Big Data

Making big data work

abstract head representing big data

Behind the "big data" cliché is an explosion in the volume of information collected by sensors, cameras, social media, e-commerce, science experiments, weather satellites, logistics and a host of other sources. But to extract valuable insights from the terabytes and petabytes of information, analysts have to know how to use datasets in their systems, and compare data from different sources.

A standards-based approach is one way to facilitate this process, and the National Institute of Standards and Technology is leading an effort to bring some consensus in terms of the logistics, structure, and security of data, to the user community. A draft of the NIST Big Data Interoperability Framework, released April 6, looks to establish common a set of definitions for data science, and common ground, or "reference architecture," for what constitutes usability, portability, analytics, governance and other concepts.

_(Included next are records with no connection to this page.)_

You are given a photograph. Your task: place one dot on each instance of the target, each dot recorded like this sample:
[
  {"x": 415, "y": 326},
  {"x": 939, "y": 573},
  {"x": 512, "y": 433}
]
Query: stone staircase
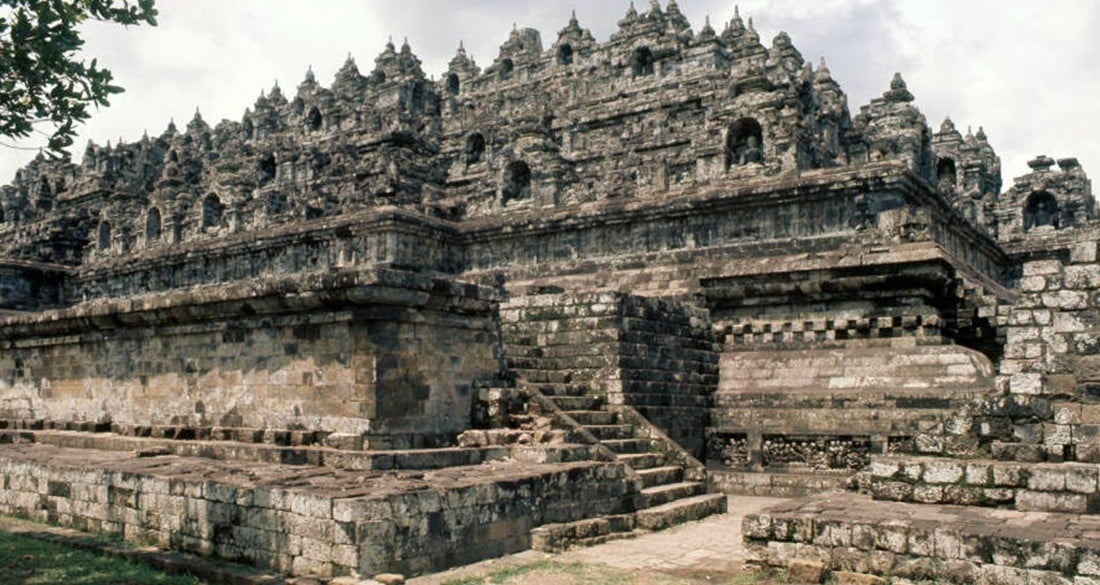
[{"x": 671, "y": 485}]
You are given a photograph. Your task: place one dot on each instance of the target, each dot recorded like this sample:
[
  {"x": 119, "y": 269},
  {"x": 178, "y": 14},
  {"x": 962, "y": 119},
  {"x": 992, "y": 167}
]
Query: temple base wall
[{"x": 397, "y": 361}]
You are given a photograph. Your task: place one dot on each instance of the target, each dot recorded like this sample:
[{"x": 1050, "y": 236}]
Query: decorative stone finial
[
  {"x": 1068, "y": 164},
  {"x": 1041, "y": 163},
  {"x": 899, "y": 91}
]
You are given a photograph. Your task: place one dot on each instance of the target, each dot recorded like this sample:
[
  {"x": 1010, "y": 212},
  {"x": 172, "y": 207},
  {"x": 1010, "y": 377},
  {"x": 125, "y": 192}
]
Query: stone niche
[
  {"x": 30, "y": 286},
  {"x": 384, "y": 355}
]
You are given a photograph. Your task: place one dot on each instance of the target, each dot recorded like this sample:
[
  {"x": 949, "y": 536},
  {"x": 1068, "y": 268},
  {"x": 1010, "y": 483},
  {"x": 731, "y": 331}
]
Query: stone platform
[
  {"x": 305, "y": 519},
  {"x": 906, "y": 542}
]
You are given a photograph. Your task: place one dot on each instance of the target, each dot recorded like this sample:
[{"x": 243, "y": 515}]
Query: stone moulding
[{"x": 380, "y": 352}]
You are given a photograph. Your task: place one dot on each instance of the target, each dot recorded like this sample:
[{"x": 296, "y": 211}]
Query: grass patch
[
  {"x": 29, "y": 561},
  {"x": 759, "y": 576},
  {"x": 584, "y": 573}
]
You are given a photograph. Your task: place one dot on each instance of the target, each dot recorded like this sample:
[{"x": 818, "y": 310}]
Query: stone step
[
  {"x": 641, "y": 461},
  {"x": 552, "y": 389},
  {"x": 1048, "y": 487},
  {"x": 777, "y": 484},
  {"x": 603, "y": 539},
  {"x": 578, "y": 403},
  {"x": 559, "y": 537},
  {"x": 663, "y": 494},
  {"x": 655, "y": 476},
  {"x": 611, "y": 431},
  {"x": 628, "y": 445},
  {"x": 681, "y": 510},
  {"x": 593, "y": 417},
  {"x": 351, "y": 460},
  {"x": 925, "y": 543}
]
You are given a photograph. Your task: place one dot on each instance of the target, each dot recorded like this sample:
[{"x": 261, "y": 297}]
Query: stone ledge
[
  {"x": 306, "y": 519},
  {"x": 848, "y": 532},
  {"x": 1056, "y": 487}
]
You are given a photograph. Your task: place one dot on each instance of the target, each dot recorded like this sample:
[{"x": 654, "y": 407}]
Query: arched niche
[
  {"x": 1042, "y": 209},
  {"x": 744, "y": 143},
  {"x": 266, "y": 168},
  {"x": 45, "y": 199},
  {"x": 314, "y": 119},
  {"x": 453, "y": 84},
  {"x": 506, "y": 68},
  {"x": 517, "y": 183},
  {"x": 103, "y": 235},
  {"x": 946, "y": 174},
  {"x": 152, "y": 225},
  {"x": 641, "y": 62},
  {"x": 565, "y": 54},
  {"x": 475, "y": 147},
  {"x": 211, "y": 211}
]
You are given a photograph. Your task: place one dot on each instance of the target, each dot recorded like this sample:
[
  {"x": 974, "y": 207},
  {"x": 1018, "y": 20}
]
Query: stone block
[
  {"x": 1025, "y": 384},
  {"x": 1082, "y": 253},
  {"x": 800, "y": 571},
  {"x": 928, "y": 494},
  {"x": 1027, "y": 500},
  {"x": 943, "y": 472},
  {"x": 979, "y": 474},
  {"x": 1042, "y": 267},
  {"x": 857, "y": 578},
  {"x": 1082, "y": 479},
  {"x": 892, "y": 537},
  {"x": 1047, "y": 478}
]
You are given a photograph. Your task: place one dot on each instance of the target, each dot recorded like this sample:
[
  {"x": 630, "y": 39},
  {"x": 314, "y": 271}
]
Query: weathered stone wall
[
  {"x": 1057, "y": 487},
  {"x": 1052, "y": 354},
  {"x": 26, "y": 286},
  {"x": 397, "y": 357},
  {"x": 865, "y": 541},
  {"x": 656, "y": 355},
  {"x": 303, "y": 520},
  {"x": 670, "y": 367}
]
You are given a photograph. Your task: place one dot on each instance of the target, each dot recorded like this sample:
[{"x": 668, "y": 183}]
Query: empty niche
[
  {"x": 517, "y": 183},
  {"x": 152, "y": 225},
  {"x": 744, "y": 143},
  {"x": 103, "y": 235},
  {"x": 475, "y": 147},
  {"x": 946, "y": 176},
  {"x": 641, "y": 62},
  {"x": 266, "y": 168},
  {"x": 453, "y": 84},
  {"x": 565, "y": 54},
  {"x": 314, "y": 119},
  {"x": 45, "y": 201},
  {"x": 211, "y": 211},
  {"x": 1042, "y": 209}
]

"One of NIST's big data goals was to develop a reference architecture that is vendor-neutral and technology- and infrastructure-agnostic, to enable data scientists to perform analytics processing for their given data sources without worrying about the underlying computing environment," said NIST's Digital Data Advisor Wo Chang.

The framework is less a policy document than an agreed-upon set of questions that need to be answered, and challenges that need to be addressed in order to produce a consensus-based set of global standards for the production, storage, analysis and safeguarding of large, diverse datasets. NIST isn't looking to write specs for operational systems, or rules for information exchange or security. NIST's Big Data Public Working Group, which includes scientists in government, academia and the private sector, has released a seven-volume document designed to "clarify the underlying concepts of big data and data science to enhance communication among big data producers and consumers," per the report.

A set of use cases collected from contributors gets at the challenges facing government, researchers and industry in maintaining the viability and usability of current data, while preparing for the future.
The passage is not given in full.